The primary question motivating this research is how does urbanormativity shape the interactions between rural towns and private institutions of higher education located in these towns? In particular, this research examines how the rural anti-idyll and idyll concretize the urbanormative cultural ideology in a local context. Additionally, this research investigates how everyday processes of inequality are enacted adding complexity to how urbanormativity plays out in a particular setting.

While much research has examined the role of higher education in urban areas, very little research has examined private higher education in rural places. Still, rural located higher education is important for rural locales as an employer, as a gathering place, as a source of job skills training, and for economic development. Emplacing rural higher education in its respective locale is also important because as an institution, rural located higher education is one mechanism through which rural localities are integrated into larger urban-focused normative and structural systems.
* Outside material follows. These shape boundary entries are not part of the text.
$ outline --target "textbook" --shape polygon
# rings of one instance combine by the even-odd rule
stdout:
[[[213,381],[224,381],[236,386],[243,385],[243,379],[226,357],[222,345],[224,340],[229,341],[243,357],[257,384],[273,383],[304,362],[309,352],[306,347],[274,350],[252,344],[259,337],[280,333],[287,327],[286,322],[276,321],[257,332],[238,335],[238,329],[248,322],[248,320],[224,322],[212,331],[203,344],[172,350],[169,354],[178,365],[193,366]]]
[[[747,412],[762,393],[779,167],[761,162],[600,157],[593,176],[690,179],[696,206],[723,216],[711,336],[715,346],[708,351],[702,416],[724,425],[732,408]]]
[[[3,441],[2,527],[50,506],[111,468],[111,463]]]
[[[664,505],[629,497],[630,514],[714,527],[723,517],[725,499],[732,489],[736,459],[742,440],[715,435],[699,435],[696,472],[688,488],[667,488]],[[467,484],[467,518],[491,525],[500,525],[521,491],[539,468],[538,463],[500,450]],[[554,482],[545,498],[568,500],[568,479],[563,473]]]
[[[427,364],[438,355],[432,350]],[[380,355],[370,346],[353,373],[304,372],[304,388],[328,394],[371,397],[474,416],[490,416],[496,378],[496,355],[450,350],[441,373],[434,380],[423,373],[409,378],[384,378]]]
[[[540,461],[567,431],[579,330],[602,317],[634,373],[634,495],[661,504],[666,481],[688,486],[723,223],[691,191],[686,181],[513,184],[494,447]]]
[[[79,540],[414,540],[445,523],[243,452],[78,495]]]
Using a case study, this research examined the effects of urbanormativity on local constructions of rurality and the impacts for both the rural locale and the rural located private higher educational institution. In particular, urbanormative cultural ideology played out in concrete ways for both local residents and for faculty and staff of the local private university as they explained the anti-idyllic and idyllic aspects of the local context. These conceptualizations of rurality and their place within the local context hold concrete implications for decision making by residents, those employed by the institution, and the institution itself. Viewed within urbanormativity as an institution that integrates the locale with the larger society and system, this research found that the impact and implications of urbanormativity resulted in challenges including employee and student recruiting and retention as well as becoming a regional university rather than a local college placing both the local community and the private university between a rock and a hard place.